Understanding who your Purchasers are and their value to your business.


Borrowed from Wikipedia

The Pareto principle or the 80/20 rule states that, for many events, roughly 80% of the effects come from 20% of the causes. Named after economist Vilfredo Pareto from a study in 1896. It is a common rule of thumb in business; e.g., “80% of your sales come from 20% of your clients.” 80% of the value will come from 20% of the content.

Therefore if this is the case, and it most likely is in your business, your challenge is to find out which of your purchasers fit into the top 20%. This is fairly easy in most modern businesses that keep accurate records of purchases by customers. The 80/20 rule typically also applies to the products and services that you offer. 80% of your sales will come from 20% of your products and services. In mass market businesses like retail where you do not know every customer, knowing which products give you 80% allows you to make decisions about the customers who purchase these.

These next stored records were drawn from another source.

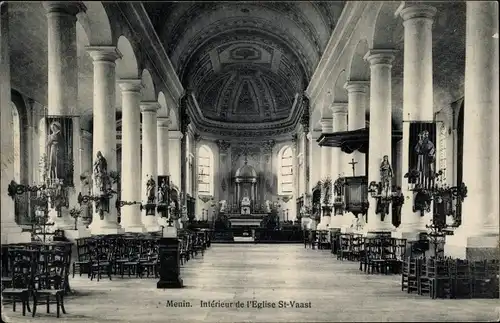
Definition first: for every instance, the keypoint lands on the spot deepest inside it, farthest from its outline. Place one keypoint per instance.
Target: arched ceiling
(244, 62)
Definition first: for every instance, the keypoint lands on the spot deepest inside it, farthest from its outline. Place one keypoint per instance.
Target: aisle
(328, 290)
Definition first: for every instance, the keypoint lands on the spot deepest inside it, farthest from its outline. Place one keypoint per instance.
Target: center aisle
(323, 288)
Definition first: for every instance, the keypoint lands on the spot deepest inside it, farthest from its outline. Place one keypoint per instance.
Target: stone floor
(336, 291)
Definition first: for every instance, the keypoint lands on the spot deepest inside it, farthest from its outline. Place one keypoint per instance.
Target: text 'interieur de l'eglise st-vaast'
(243, 304)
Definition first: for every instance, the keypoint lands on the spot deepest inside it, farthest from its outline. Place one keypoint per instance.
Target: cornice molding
(156, 53)
(347, 24)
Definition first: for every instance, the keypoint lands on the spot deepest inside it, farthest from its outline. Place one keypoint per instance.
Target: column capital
(339, 107)
(357, 86)
(380, 56)
(175, 134)
(67, 7)
(163, 122)
(149, 106)
(130, 85)
(103, 53)
(326, 125)
(418, 11)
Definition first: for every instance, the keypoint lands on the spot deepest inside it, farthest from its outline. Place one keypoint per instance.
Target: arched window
(286, 171)
(205, 171)
(16, 133)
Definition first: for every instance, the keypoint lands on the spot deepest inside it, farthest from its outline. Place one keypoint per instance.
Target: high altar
(246, 188)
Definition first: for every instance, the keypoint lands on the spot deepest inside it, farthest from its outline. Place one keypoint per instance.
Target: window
(16, 133)
(286, 171)
(205, 171)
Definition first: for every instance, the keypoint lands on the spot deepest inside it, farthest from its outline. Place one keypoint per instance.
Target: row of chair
(37, 271)
(451, 278)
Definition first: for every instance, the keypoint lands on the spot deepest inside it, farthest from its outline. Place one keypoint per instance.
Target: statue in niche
(150, 190)
(162, 192)
(101, 173)
(386, 175)
(426, 153)
(55, 145)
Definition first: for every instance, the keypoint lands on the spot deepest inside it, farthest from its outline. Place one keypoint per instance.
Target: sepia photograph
(249, 161)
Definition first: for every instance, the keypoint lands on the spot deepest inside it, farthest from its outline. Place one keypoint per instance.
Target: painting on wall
(163, 195)
(422, 154)
(59, 149)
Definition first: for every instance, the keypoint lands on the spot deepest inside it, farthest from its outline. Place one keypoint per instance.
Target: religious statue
(55, 144)
(101, 172)
(426, 153)
(150, 190)
(162, 192)
(268, 206)
(223, 205)
(386, 175)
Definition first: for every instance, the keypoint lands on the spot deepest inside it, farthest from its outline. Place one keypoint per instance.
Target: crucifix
(353, 164)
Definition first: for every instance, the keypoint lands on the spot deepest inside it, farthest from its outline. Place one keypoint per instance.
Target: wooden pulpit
(169, 254)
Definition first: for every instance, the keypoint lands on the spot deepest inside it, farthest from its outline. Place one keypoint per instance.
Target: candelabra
(385, 198)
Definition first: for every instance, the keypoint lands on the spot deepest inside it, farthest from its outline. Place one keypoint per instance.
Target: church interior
(249, 161)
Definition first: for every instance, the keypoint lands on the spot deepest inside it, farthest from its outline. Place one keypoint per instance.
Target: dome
(246, 171)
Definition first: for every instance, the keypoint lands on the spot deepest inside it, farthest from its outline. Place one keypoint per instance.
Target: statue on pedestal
(386, 175)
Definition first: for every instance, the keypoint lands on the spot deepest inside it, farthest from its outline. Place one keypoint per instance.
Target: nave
(336, 290)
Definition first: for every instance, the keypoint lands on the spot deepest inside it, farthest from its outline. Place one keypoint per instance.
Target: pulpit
(246, 205)
(246, 188)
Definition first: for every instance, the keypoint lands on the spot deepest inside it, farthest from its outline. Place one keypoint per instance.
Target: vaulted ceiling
(244, 62)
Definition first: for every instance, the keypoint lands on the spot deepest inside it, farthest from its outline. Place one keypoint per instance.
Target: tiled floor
(233, 273)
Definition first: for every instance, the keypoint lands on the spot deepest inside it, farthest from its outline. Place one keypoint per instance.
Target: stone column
(175, 138)
(357, 92)
(339, 113)
(62, 85)
(149, 159)
(131, 220)
(417, 100)
(104, 129)
(380, 132)
(11, 232)
(162, 125)
(326, 171)
(477, 237)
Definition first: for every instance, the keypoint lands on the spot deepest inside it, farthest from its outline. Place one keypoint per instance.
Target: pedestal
(169, 253)
(463, 245)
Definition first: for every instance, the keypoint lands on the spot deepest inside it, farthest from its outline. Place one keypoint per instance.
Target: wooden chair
(52, 283)
(23, 270)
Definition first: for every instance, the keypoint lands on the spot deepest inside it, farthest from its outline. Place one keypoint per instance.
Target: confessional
(351, 192)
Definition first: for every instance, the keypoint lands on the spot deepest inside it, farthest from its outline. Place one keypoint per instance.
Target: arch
(386, 25)
(285, 172)
(148, 90)
(17, 102)
(339, 93)
(95, 22)
(359, 68)
(205, 171)
(126, 67)
(164, 111)
(16, 133)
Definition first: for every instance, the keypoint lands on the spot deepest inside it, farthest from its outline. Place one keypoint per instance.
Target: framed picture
(59, 149)
(163, 195)
(422, 153)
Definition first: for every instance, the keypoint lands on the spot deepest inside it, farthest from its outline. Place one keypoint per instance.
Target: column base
(12, 233)
(177, 283)
(463, 245)
(137, 228)
(408, 232)
(72, 235)
(336, 222)
(324, 223)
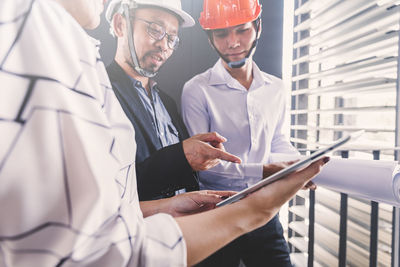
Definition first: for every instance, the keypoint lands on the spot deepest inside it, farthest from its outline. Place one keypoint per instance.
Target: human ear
(119, 25)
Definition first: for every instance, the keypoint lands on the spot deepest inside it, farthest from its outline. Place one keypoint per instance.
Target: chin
(92, 24)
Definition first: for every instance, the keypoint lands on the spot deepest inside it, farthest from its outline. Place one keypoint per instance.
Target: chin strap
(242, 62)
(131, 43)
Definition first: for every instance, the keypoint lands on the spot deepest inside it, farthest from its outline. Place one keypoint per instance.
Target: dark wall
(195, 54)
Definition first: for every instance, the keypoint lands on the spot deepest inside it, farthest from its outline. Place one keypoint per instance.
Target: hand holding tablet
(294, 167)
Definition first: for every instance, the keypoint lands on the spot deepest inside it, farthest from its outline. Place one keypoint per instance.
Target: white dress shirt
(67, 177)
(251, 120)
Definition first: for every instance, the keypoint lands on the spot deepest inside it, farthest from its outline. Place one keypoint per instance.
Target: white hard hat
(171, 5)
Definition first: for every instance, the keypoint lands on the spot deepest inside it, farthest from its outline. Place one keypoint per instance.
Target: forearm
(216, 228)
(152, 207)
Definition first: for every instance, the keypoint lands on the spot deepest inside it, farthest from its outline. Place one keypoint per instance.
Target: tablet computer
(294, 167)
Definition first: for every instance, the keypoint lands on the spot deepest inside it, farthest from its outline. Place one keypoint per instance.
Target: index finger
(220, 154)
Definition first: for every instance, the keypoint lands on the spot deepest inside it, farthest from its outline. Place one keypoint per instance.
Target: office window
(344, 78)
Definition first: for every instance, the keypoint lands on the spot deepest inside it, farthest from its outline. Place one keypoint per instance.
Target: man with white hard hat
(68, 185)
(147, 35)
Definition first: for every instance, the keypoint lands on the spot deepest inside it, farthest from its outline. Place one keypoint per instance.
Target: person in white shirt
(68, 192)
(247, 106)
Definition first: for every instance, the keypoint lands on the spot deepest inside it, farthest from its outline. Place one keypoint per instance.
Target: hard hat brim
(186, 19)
(229, 23)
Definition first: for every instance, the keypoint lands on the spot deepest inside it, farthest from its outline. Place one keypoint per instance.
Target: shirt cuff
(165, 244)
(253, 170)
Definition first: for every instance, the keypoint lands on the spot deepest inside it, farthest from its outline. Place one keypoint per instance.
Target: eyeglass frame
(164, 33)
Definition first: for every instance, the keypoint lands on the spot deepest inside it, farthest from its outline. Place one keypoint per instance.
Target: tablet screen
(294, 167)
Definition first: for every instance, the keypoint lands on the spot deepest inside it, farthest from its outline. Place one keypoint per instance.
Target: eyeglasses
(158, 33)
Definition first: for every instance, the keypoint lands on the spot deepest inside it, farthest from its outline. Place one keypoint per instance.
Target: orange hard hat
(218, 14)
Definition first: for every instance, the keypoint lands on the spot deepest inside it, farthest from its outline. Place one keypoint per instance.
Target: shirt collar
(219, 75)
(137, 84)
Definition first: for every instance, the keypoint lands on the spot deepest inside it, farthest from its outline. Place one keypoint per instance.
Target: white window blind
(344, 78)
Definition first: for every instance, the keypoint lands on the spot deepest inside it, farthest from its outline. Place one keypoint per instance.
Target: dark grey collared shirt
(161, 120)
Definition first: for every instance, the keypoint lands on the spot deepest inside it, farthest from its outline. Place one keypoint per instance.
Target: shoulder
(271, 79)
(198, 82)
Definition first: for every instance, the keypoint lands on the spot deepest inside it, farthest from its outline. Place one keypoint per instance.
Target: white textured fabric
(251, 120)
(67, 177)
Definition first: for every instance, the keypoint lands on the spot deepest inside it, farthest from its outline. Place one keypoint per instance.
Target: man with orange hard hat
(247, 106)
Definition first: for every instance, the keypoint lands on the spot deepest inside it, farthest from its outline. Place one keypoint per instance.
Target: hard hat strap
(131, 44)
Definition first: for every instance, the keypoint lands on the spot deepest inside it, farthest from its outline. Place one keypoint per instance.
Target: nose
(232, 40)
(163, 43)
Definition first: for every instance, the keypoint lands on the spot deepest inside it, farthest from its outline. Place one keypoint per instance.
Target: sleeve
(197, 119)
(164, 171)
(67, 180)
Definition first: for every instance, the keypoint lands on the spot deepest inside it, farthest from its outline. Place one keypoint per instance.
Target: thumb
(220, 154)
(210, 137)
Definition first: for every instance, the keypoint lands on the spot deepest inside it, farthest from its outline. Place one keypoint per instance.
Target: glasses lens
(156, 31)
(173, 41)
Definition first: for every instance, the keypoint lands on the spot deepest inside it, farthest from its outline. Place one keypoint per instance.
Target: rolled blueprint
(376, 180)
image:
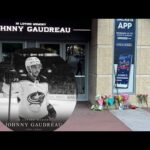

When you know in detail what you sell and who buys these products and services you are able to make well considered business decisions and reward those customers who support your business. Remember creating “Members” in your business is a step to creating “Raving Fans”

One thing to consider about your top 20% is that typically they will know people just like themselves. Recognise, reward and look after them and often they will recommend other purchasers who will also become part of the top 20% in your larger business.



Analyse your data base, work out your top customers and bestselling products and services. Study what motivates behaviour in this area and develop tactics to encourage more of the same plus design tactics that encourage your best purchasers to refer your business.


Rate your customers:

Most businesses will have A, B, C and D purchasers. Understanding who fits at which level also assists your decision making.

A purchaser Awesome –               Spends well, pays on time, promotes your business to others, is in your top 20% and stays for the long haul.

B purchaser Basic –                                    Regular spenders, pay on time. The silent majority.

C purchasers Can’t Deal With –   Don’t spend much, slow payers or no payers, complain without reason, want more than they are prepared to pay for, time wasters.

D purchasers Dead –                      Stop buying, will not be back. Were probably a C who decided to give grief to someone else?

Clearly your challenge is to create more A’s in a bigger business, encourage your B’s to become A’s, either move your C’s to B’s or move them out the door to D’s, don’t waste too much time and money on them. Simply sack them if you need to, this can be very liberating, just do it professionally.


Why Purchasers leave you and how to stop them leaving:

Research shows that the reasons are:

1% – Passed away and will no longer buy from anyone on this earth.

3% – Move House away from your area of business.

5% – Buy from a friend, they know someone who sell your product or service.

9% – Sold to by a competitor, your competitor got under your guard and you lost the sale.

14% – Purchaser perceived that they could get a better Product or Price from someone else.

Total 32% of purchasers leave your business for reasons that you had only a little control over.

That leaves 68% who left you because ????

They believe you just don’t care that they spend their hard earned $$$$’s with you.

Solution is pretty obvious really! Show you care.


  • Know their names and something about them
  • Say thank you at every opportunity
  • Give them something for free, just because you can
  • Provide a membership card with real benefits
  • Do something they did not expect
  • As the owner, speak to them directly
  • Under promise and over deliver
  • Be consistent
  • Smiles from all team members
  • Did I mention Say thank you at every opportunity


To state the obvious.

Purchasers provide profit that supports you and your family, your team and their families, your suppliers, the growth of your business, etc, etc.

Don’t let your purchasers believe that you just don’t care.

The only real defining difference between you and your competitors is the level of service you offer and your understanding and management of your customers. Be very good at this and everything else will fall into place.